En un comunicado de su abogado recogido por The New York Times, Cook afirmó que “no existe causa legal” para su despido y que “no renunciaré”. Cook, quien fue nombrada por el presidente Joe Biden y cuyo mandato se extiende hasta 2038, es la primera mujer afroamericana en ocupar un cargo de gobernadora en la Fed estadounidense.
En la carta de despido publicada en la red social Truth, Trump afirma que la destitución es justificada y menciona una denuncia de un alto funcionario del Departamento de Vivienda y aliado de Trump, Bill Pulte, quien alegó que Cook había declarado como residencia primaria dos propiedades en diferentes estados para obtener hipotecas de manera favorable.
“Usted queda destituida de su puesto en la junta de gobernadores de la Reserva Federal con efecto inmediato”, se indica en la carta, que lleva el membrete de la Casa Blanca y la firma del presidente.
Trump también subraya que “la Reserva Federal tiene una enorme responsabilidad al fijar los tipos de interés y regular la reserva y los bancos miembros”. Por ello, añade, “el pueblo estadounidense debe poder confiar plenamente en la honestidad de los miembros encargados de supervisar y fijar la política de la Reserva Federal”. En este contexto, señala que, debido a la conducta de Cook, “no tengo confianza en su integridad”.
La destitución de Cook representa el paso más contundente de Trump en su intento de controlar la Fed, una entidad independiente.

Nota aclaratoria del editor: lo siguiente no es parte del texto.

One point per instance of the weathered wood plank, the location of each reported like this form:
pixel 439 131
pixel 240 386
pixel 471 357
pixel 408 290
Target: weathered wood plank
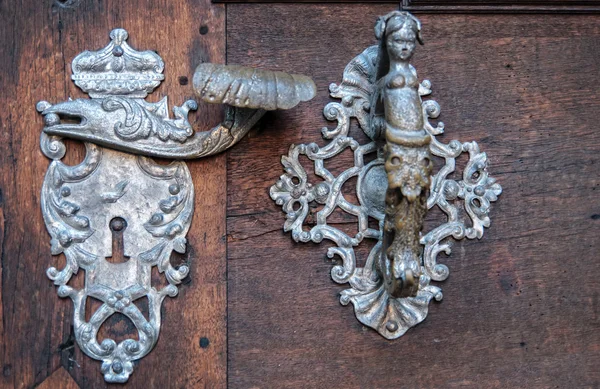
pixel 38 41
pixel 468 6
pixel 520 308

Este cese se produce poco después de la renuncia de la economista Adriana Kugler, quien dejó su puesto en la junta de gobernadores el 1 de agosto.
Desde entonces, Trump ha criticado al presidente de la Reserva Federal, Jerome Powell, y ha nombrado a su asesor económico Stephen Miran como sustituto de Kugler. La salida de Cook abre otra oportunidad para que Trump designe a un reemplazo que se alinee más con sus posturas económicas y que esté más dispuesto a considerar sus solicitudes de reducción de tasas de interés.

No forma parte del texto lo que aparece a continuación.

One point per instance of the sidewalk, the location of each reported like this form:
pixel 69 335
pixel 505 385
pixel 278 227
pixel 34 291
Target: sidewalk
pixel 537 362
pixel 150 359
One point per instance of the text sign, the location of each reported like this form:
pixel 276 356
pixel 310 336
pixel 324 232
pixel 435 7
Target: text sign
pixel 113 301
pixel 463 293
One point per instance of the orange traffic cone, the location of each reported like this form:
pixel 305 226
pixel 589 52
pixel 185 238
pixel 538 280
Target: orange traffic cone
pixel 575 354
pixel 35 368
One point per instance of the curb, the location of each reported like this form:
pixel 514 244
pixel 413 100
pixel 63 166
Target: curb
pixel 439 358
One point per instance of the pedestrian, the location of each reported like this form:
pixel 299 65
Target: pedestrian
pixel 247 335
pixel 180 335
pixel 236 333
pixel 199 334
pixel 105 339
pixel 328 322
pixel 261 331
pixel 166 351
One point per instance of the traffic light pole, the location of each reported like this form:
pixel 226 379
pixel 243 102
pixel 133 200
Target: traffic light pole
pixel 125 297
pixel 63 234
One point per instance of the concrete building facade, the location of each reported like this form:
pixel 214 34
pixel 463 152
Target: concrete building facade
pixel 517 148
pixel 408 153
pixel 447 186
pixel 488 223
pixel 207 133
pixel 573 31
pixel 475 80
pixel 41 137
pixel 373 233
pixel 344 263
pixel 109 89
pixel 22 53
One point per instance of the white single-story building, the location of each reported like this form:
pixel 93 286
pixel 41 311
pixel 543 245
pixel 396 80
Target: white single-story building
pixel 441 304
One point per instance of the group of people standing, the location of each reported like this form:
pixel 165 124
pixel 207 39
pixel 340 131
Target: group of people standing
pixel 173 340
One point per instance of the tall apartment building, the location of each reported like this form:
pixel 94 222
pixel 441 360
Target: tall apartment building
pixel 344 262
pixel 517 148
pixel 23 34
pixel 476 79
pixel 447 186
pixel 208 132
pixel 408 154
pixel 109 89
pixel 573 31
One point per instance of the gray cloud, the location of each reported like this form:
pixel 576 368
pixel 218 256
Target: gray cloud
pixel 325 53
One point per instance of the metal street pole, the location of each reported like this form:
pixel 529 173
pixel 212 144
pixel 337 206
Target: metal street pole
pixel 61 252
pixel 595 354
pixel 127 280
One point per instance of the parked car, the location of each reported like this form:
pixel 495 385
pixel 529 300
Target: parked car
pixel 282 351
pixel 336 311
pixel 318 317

En su discurso en la reunión anual de gobernadores centrales en Jackson Hole el pasado viernes, Powell sugirió que la Fed podría recortar sus tipos de interés en septiembre. Powell había resistido hasta ahora las presiones de Trump, argumentando que una reducción en las tasas podría empeorar la inflación aún no completamente controlada.
“Con la política monetaria en territorio restrictivo, el panorama general y el cambiante equilibrio de riesgos podrían justificar un ajuste de nuestra política”, declaró Powell, lo que generó entusiasmo en los mercados. Sin embargo, Trump consideró que su respuesta fue “demasiado tarde”.